L'une des études publiées les plus probantes a concerné environ 1800 femmes âgées lyonnaises, chez lesquelles l'addition de 1200 mg par jour de calcium a réduit d'un tiers la fréquence des fractures de hanche et des extrémités dans les 18 mois suivant l'introduction de la supplémentation (5). Les apports calciques (alimentation et suppléments) qui ont permis la constatation de ces résultats étaient de l'ordre de 1500 à 2400 mg de calcium par jour. Que l'apport optimal de calcium puisse se situer dans cette fourchette n'est pas encore établi avec certitude, mais il apparaît clairement que les apports courants, tout comme ceux recommandés dans la plupart des pays de l'Ouest, restent largement en dessous des apports optimaux. De toute évidence, l'apport optimal de calcium est de 1000 à 1200 mg/j pour les adultes de moins de 50 ans et de 1500 mg/j pour les personnes de plus de 50 ans (7). (Accessoirement, 2400 mg/j, le plus haut dosage utilisé dans les études publiées, correspond au chiffre moyen des apports en calcium des premières communautés de chasseurs et ne peut donc pas objectivement être considéré élevé).
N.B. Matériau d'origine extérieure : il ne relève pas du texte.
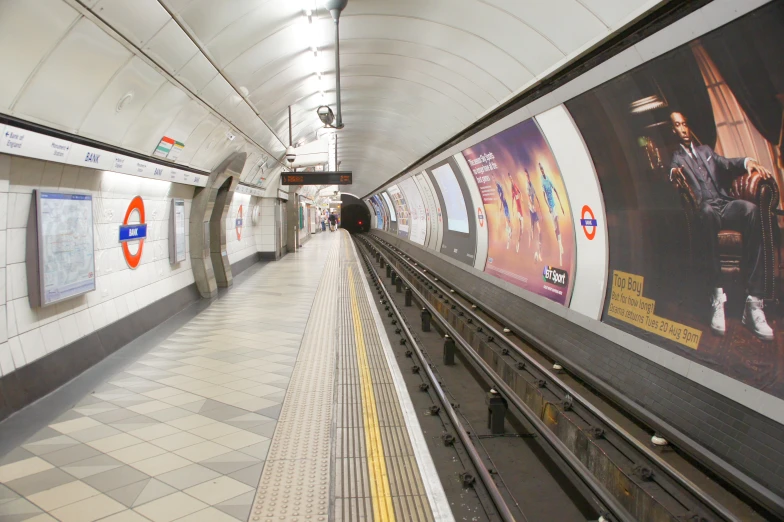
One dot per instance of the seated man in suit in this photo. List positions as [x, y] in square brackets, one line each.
[708, 175]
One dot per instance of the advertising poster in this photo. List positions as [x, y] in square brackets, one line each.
[688, 150]
[418, 222]
[401, 208]
[378, 213]
[529, 220]
[431, 210]
[458, 239]
[390, 207]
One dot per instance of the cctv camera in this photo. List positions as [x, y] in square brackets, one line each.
[325, 115]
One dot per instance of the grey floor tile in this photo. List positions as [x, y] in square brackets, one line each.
[88, 400]
[266, 429]
[115, 478]
[93, 466]
[196, 406]
[250, 475]
[69, 415]
[6, 495]
[32, 484]
[18, 510]
[127, 495]
[114, 415]
[134, 423]
[238, 507]
[154, 490]
[273, 411]
[46, 433]
[188, 476]
[50, 445]
[170, 414]
[219, 411]
[16, 455]
[70, 455]
[230, 462]
[259, 450]
[91, 434]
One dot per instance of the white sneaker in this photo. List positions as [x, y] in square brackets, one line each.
[718, 324]
[754, 319]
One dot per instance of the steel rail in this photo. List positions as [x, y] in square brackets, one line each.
[671, 472]
[484, 475]
[609, 501]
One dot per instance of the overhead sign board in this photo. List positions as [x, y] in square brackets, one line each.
[30, 144]
[316, 178]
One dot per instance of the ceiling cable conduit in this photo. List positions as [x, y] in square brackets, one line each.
[335, 7]
[87, 12]
[189, 33]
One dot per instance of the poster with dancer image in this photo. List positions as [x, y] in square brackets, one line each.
[529, 220]
[688, 150]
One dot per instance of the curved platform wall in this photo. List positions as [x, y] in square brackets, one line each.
[43, 348]
[622, 268]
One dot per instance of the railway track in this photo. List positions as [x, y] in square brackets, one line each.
[625, 478]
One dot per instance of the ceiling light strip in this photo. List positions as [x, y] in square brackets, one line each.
[30, 144]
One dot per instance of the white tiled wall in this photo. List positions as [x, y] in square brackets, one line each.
[266, 231]
[27, 334]
[239, 249]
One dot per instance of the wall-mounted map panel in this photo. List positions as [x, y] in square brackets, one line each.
[60, 255]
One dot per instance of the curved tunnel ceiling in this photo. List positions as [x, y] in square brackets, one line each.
[413, 72]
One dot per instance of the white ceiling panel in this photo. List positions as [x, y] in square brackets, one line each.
[171, 48]
[413, 72]
[122, 101]
[196, 139]
[150, 125]
[137, 20]
[185, 123]
[197, 73]
[612, 12]
[70, 79]
[216, 147]
[217, 90]
[30, 28]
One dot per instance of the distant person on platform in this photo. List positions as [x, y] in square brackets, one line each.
[707, 174]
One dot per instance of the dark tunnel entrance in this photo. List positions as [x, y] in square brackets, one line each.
[354, 215]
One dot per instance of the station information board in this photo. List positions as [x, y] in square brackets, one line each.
[61, 260]
[316, 178]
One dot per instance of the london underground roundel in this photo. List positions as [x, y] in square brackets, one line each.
[133, 233]
[238, 224]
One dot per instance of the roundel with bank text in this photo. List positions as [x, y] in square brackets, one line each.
[133, 233]
[238, 224]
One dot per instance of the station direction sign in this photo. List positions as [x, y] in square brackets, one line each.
[316, 178]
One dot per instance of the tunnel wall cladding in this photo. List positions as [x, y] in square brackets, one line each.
[747, 440]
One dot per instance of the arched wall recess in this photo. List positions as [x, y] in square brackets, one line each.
[210, 261]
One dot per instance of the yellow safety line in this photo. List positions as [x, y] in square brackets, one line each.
[377, 466]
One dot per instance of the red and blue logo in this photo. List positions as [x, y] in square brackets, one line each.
[238, 224]
[132, 233]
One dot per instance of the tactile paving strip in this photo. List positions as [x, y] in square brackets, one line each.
[295, 482]
[324, 403]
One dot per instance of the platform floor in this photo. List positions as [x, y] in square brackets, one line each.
[277, 402]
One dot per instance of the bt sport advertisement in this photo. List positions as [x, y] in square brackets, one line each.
[688, 150]
[528, 217]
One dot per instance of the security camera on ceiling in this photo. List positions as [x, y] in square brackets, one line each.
[326, 115]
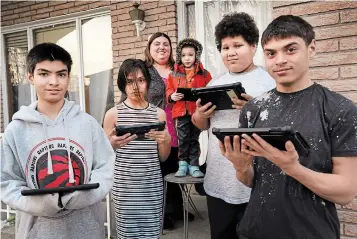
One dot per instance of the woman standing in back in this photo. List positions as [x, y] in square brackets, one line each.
[159, 59]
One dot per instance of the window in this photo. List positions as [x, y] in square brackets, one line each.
[87, 38]
[18, 90]
[198, 19]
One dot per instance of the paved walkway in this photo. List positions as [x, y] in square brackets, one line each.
[198, 229]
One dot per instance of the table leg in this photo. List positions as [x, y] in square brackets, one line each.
[194, 206]
[163, 209]
[184, 192]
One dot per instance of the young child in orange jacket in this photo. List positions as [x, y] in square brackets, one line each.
[188, 73]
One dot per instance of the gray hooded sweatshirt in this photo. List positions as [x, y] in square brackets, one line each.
[26, 163]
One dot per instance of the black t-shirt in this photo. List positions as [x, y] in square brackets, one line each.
[280, 207]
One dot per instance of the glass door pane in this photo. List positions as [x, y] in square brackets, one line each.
[18, 88]
[98, 65]
[64, 35]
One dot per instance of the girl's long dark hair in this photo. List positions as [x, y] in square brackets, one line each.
[130, 66]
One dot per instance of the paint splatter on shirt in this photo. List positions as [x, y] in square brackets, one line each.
[281, 207]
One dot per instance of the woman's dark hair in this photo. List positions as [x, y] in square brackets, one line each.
[128, 67]
[47, 52]
[287, 26]
[237, 24]
[148, 58]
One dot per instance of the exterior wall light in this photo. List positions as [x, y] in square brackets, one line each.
[137, 16]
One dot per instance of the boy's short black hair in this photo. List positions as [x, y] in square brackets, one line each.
[237, 24]
[131, 66]
[50, 52]
[287, 26]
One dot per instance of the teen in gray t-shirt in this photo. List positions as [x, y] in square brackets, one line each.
[220, 180]
[237, 38]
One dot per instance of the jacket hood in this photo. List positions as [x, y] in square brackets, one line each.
[188, 42]
[31, 115]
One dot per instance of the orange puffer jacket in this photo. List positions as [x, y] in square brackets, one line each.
[177, 79]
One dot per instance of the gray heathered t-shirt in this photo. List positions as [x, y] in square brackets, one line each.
[220, 180]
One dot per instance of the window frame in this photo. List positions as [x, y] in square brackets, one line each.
[30, 27]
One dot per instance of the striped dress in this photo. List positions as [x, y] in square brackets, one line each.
[138, 187]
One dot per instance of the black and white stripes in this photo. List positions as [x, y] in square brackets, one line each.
[138, 187]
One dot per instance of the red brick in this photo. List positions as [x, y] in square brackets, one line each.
[79, 3]
[323, 6]
[6, 13]
[99, 4]
[123, 17]
[151, 18]
[47, 9]
[22, 19]
[281, 11]
[168, 15]
[21, 9]
[340, 85]
[9, 7]
[123, 34]
[150, 30]
[59, 12]
[323, 19]
[10, 17]
[159, 10]
[348, 15]
[166, 3]
[52, 3]
[348, 71]
[334, 32]
[148, 5]
[113, 7]
[330, 59]
[327, 45]
[39, 16]
[26, 14]
[114, 18]
[78, 9]
[39, 5]
[64, 6]
[7, 23]
[348, 216]
[323, 73]
[171, 8]
[348, 43]
[171, 21]
[168, 28]
[351, 230]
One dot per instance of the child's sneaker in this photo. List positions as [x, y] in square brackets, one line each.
[183, 168]
[195, 171]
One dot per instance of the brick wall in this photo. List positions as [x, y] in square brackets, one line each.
[335, 64]
[159, 16]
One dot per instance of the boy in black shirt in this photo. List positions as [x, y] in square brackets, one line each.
[293, 196]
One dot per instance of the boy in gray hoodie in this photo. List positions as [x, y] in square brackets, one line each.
[35, 152]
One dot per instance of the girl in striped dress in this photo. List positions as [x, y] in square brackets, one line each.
[138, 188]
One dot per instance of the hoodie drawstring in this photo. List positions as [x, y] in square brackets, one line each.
[49, 158]
[70, 167]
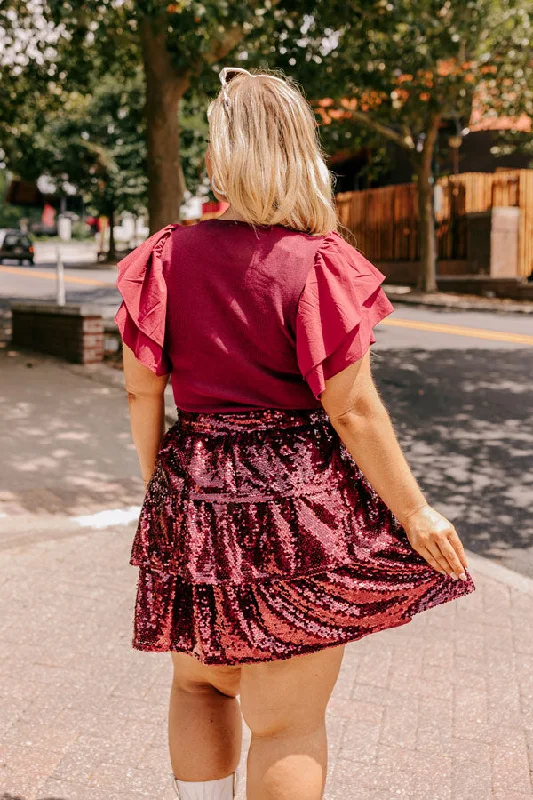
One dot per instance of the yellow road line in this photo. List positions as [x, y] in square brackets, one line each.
[459, 330]
[51, 276]
[435, 327]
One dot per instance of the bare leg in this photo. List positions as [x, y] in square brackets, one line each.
[284, 703]
[204, 720]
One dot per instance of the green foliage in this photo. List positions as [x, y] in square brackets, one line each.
[397, 65]
[96, 143]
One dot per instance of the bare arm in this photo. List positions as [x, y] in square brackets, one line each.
[358, 415]
[145, 392]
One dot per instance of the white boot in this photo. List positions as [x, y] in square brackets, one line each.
[221, 789]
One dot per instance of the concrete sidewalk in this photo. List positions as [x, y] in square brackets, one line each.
[439, 708]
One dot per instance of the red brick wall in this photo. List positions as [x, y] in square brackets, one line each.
[75, 338]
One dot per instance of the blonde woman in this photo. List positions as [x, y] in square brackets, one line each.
[280, 519]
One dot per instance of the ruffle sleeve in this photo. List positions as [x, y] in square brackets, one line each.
[141, 315]
[340, 304]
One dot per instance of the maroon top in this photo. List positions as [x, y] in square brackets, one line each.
[247, 318]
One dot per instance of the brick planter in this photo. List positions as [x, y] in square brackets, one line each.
[73, 333]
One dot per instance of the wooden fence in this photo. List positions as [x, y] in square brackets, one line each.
[385, 221]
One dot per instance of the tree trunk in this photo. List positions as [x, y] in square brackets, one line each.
[427, 276]
[112, 250]
[164, 89]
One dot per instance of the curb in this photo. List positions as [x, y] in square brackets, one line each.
[497, 572]
[455, 303]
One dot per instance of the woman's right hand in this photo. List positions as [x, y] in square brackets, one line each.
[436, 540]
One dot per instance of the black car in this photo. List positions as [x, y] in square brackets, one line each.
[16, 246]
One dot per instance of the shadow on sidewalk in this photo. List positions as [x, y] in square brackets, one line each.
[465, 420]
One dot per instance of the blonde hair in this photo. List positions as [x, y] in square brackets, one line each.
[265, 154]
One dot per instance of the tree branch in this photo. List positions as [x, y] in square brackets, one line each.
[403, 139]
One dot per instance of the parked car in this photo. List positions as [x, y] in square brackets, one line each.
[16, 246]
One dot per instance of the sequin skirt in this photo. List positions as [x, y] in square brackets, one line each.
[260, 539]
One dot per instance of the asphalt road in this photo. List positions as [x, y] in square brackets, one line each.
[458, 387]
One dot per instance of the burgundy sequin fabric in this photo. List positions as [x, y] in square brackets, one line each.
[260, 539]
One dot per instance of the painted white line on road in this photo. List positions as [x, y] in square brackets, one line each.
[112, 516]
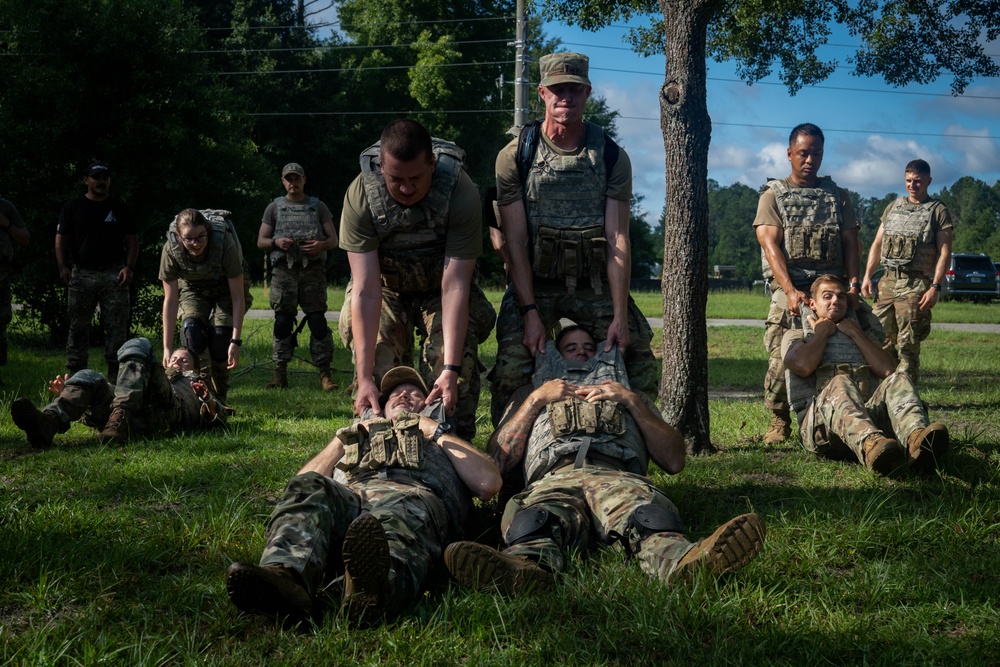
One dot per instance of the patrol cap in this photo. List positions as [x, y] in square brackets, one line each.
[401, 375]
[566, 67]
[293, 168]
[97, 168]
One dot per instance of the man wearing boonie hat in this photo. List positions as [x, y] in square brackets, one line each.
[298, 231]
[563, 190]
[96, 250]
[403, 490]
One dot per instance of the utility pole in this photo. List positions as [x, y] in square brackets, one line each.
[521, 82]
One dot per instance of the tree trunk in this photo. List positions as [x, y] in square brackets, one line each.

Les remarquables conséquences sur le squelette d'un apport calcique adapté ont été observées, pour leur plus grande part, avec des suppléments calciques médicamenteux. Cependant, plusieurs études ont montré que le calcium d'origine alimentaire (issu essentiellement de produits laitiers ) provoquait précisément le même effet (2, 4) et, dans l'une d'elle, dont l'objectif final était le contrôle de la pression artérielle (8), l'apport alimentaire est apparu plus efficace qu'une supplémentation médicamenteuse du même ordre.



Choisir la meilleure source d'apport calcique...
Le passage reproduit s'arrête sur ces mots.